Shostakovich’s Fifth Symphony, this concert’s closer, has been for years the subject of swirling controversy over its supposed secret anti-totalitarian subtext. Since the Munich Philharmonic’s music director, Valery Gergiev, is not only Russian but an avowed supporter of Vladimir Putin, this question of how he would approach this piece took on added interest. Would it be the hymn to Soviet life that apparently satisfied Stalin, or a story of clandestine indomitability under repression, or something else entirely?

Valery Gergiev conducts the Munich Philharmonic Orchestra © Chris Lee
Valery Gergiev conducts the Munich Philharmonic Orchestra
© Chris Lee

The Munich Philharmonic has a rich, dark sound, due no doubt at least in part to Gergiev’s choice of seating for the strings: cellos face the audience in the center of the orchestra, while the second violins, seated stage left across from the first violins, have their soundboards facing away from the audience.
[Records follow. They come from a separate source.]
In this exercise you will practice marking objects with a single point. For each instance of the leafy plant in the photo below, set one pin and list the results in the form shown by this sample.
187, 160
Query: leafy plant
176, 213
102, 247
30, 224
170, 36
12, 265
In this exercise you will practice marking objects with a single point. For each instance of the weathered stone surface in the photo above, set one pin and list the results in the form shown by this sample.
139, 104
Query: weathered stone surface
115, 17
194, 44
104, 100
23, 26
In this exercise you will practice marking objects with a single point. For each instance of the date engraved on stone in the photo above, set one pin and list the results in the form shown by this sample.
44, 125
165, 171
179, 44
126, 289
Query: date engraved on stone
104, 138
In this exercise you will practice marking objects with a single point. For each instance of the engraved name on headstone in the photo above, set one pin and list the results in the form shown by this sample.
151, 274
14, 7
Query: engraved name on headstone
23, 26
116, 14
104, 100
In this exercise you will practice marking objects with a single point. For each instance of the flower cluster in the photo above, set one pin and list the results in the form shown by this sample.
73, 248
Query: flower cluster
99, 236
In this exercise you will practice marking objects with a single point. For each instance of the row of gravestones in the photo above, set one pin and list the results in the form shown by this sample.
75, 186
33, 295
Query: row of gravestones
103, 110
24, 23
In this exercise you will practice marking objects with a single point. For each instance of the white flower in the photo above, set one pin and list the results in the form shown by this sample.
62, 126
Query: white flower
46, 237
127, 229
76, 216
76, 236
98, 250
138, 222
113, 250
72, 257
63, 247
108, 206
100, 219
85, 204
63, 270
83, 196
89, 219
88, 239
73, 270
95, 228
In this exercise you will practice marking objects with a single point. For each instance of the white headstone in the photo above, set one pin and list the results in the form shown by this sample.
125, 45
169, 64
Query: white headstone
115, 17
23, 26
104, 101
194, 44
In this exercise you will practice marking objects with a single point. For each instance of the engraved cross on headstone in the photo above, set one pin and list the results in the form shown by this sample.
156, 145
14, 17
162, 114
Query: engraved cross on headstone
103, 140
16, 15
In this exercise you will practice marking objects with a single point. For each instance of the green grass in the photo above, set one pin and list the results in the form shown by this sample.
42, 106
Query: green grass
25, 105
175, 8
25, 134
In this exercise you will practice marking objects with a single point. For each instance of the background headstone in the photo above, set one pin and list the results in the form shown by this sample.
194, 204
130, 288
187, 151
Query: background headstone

But some of it has to have been cultivated in his tenure with the group; I have rarely heard bassoons so present in an orchestra, for instance, and instruments like trumpet, xylophone and piccolo, which can often dominate when they are present, were integrated into the texture.

This approach did not favor Jörg Widmann’s 2008 concert overture Con brio. It features air sounds and vocal noises along with stabs, crescendos and fanfares; short Beethovenesque figures for the brass appear and disappear. It was an energetic reading of an enjoyable piece. But some of the textures were murky, and the brass figures seemed dull. If it had been a recording, I would have looked to see if the treble control were turned down.

Brahms' Violin Concerto fared better. Leonidas Kavakos exuded an unshowy confidence, making the solo part’s notorious difficulties seem easy rather than overly dramatic. Both he and Gergiev seemed content to let the music speak for itself. The balance between soloist and orchestra was exquisite; while the overall darkness of the ensemble’s sound continued here, it was not muddy, and the brass sound was much more focused. Kavakos’ rendition of the Joachim cadenza was a high point, perfectly shaped around the silences between phrases. The orchestra’s oboe and horn soloists gave individual life to their prominent lines in the second movement. The attacca onset of the third movement seemed to take some of the orchestra off guard; there were minor ensemble problems in the beginning measures. These were soon overtaken by an engaging boisterousness and the first sparkling brilliance of the evening from the orchestra. (Kavakos’ encore, “The Beggar” from Enescu’s Impressions of Childhood, was delightfully quirky.)

And then after intermission came the Shostakovich, which Gergiev conducted from memory. For me, at least, concerns about the symphony’s political subtext were quickly forgotten in favor of delight at the music-making. With the addition of the required woodwinds, brass, and auxiliary instruments, the orchestra’s rich low end was finally matched by equally rich highs. Textures were absolutely clear. So were the music’s structures and moods.

Tempos were brisk throughout, emphasizing a narrative momentum. The accelerando in the first movement culminated in a galvanizing near-hysteria. The Scherzo featured two of my favorite moments of the evening: an entrance for the tuba and trombones that had the punch of an electric bass, and an unusually elongated ritardando before the final phrase. Even the Largo seemed questing, evoking a crucial rainy-day soul-searching rather than a profound contemplation, and moving toward the climactic anguish with a grim inevitability.

The finale is where most of the political freight lands for those wanting to read politics into this symphony. Tentative forays into major keys fade back into minor, before finally ending with a triumphant D major passage, with celebratory winds accompanied by endlessly repeating notes in the strings. Is this a forced celebration? Is it real? Is it earned?

To me, that final passage read not as forced but as deliberate, as a choice being made, and the whole symphony in this performance felt like a personal journey, very much in the mode of Beethoven’s symphonies. Whether that has anything to do with Gergiev’s own interpretation, of course, I have no idea. Therein lies the tragedy and silliness of both Soviet censorship of Shostakovich’s music and the modern debates about its true meaning: each listener makes their own sense of any piece of music. Gergiev and the Munich Philharmonic did a phenomenal job performing this piece in a way that spoke to me.